On a bustling corner of Lyndale Ave and 24th St in Minneapolis’ Whittier neighborhood, the new 900-square-foot shop can can accommodate approximately 30 patrons, although it’s also built to handle stampedes of grab-and-go guests.
A Slayer Steam LP espresso machine and a Fetco XTS batch brewer are primed to accommodate quicker drinks, while the slow-brew soul of the Scandinavia-inspired brand will continue to shine through V60 pourovers and Yama glassware.
“We are expecting a lot of take out service,” SK Coffee Co-Founder and Head of Coffee Sam Kjellberg told DCN.
For Kjellberg, the second shop opening is something of a vindication of a business model that strives to compensate coffee producers at levels that encourage farm-level investments — even if higher costs for green beans might mean higher costs for end consumers.
“We are entirely single origin, largely microlots, and in many cases, single-variety lots. We don’t do caramel or vanilla at our shops, we have two milk options, and we feature our pourovers above all else — quite niche,” said Kjellberg. “Many still argue, ‘Oh Sam, that’s way too niche. Nobody in the Twin Cities is ready for a $10 pourover and a $30 4-ounce bag of coffee.’ But the fact is, the Twin Cities — and elsewhere — are ready. They’re super excited about it, in fact.”
The opening is also a homecoming, of sorts. Back in 2018, SK’s original roasting facility took up approximately 200 square feet in a commercial bakery just eight blocks away. Today the company continues to roast on a San Franciscan SF25 roaster at its St. Paul location in the Vandalia Tower. The new Whittier cafe design nods to the original.

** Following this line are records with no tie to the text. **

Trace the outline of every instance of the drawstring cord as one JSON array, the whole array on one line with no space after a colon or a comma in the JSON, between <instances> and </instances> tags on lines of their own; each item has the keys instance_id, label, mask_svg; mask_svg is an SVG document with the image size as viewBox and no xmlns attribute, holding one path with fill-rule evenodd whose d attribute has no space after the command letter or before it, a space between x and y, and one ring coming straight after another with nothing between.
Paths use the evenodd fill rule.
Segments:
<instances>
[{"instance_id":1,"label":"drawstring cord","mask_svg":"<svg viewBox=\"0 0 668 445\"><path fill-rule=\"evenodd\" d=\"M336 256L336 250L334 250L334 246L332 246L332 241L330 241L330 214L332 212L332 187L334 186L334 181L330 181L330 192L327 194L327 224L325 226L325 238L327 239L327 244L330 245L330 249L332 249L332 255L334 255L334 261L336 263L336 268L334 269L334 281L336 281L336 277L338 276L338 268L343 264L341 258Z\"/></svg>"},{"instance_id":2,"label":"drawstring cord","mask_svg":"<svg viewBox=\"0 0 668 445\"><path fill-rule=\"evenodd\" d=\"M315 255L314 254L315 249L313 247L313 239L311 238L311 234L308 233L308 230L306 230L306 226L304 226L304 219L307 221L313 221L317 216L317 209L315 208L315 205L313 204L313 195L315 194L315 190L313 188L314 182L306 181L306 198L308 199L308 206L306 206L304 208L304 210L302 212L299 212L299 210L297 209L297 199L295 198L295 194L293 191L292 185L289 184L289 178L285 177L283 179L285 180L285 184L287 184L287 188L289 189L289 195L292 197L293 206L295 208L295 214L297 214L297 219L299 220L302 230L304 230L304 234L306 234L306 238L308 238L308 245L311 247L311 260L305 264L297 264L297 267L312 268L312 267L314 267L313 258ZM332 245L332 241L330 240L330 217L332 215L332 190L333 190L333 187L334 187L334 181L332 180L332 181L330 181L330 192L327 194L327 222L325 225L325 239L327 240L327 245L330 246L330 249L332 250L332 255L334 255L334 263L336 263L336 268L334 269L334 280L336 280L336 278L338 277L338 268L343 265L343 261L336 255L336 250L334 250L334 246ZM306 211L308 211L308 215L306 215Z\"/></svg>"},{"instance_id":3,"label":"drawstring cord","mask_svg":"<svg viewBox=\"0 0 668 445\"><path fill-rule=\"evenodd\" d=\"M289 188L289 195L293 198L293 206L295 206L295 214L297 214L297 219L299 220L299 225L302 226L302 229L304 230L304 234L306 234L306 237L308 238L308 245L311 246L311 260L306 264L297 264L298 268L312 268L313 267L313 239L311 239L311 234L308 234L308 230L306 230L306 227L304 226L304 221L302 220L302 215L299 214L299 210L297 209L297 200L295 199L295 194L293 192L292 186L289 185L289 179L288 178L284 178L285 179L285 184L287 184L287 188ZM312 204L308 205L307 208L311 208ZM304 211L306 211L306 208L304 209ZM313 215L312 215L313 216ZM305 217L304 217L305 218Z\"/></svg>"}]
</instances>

“We wanted to connect with our Vandalia location, featuring bright airiness, giving more room for the coffee so to speak, as well as specific elements like bright pops of colors among warm wood tones and mid-century modern slat work,” said Kjellberg. “We play into our Swedish heritage with our dala horse logo, as well as other modern open-concept elements.”
Potted plants throughout the space are also intended to remind guests of the lush green regions from which the company’s coffees hail.
“[Customers] want to know the farm more than the roaster — the variety, the process and the fermentation method,” Kjellberg said. “We are expanding to a second location not to save our business, but because the demand for what we are doing is so high that we needed to expand to a new neighborhood to meet and serve more keen and curious coffee lovers.”
The opening comes four months after SK Coffee joined with other local roasters for the inaugural Minnesota Roaster Showcase, a free, one-day event at the Vandalia Tower that helped stoke coffee interest among drinkers all over the Cities.
“Everybody had a fantastic time, roasters and the community,” said Kjelberg. “Some folks were even asking to do it twice a year — no plans for that anytime soon.”
Outside of coffee, the news shop is offering fresh baked goods by local outfits Laune Bread and Vikings & Goddesses Pie Company. Pending installation of a backordered kegerator, cold options on tap will include nitro cold brew, fizzy tea, rotating botanical beverages and kombuchas, including one made from the shop’s spent coffee grounds.
For 2023, SK hopes to take part in reprising the Minnesota Roaster Showcase, while co-founder Nate Broadbridge plans to lead some of the full-time staff on a trip to Nicolas Ocampo Maya’s farm in the Valle del Cauca region of Colombia.
“But first, we are excited to hunker down and develop a deep connection to the communities our shops are in,” said Kjelberg, “specifically through our exploration of beautiful coffee.”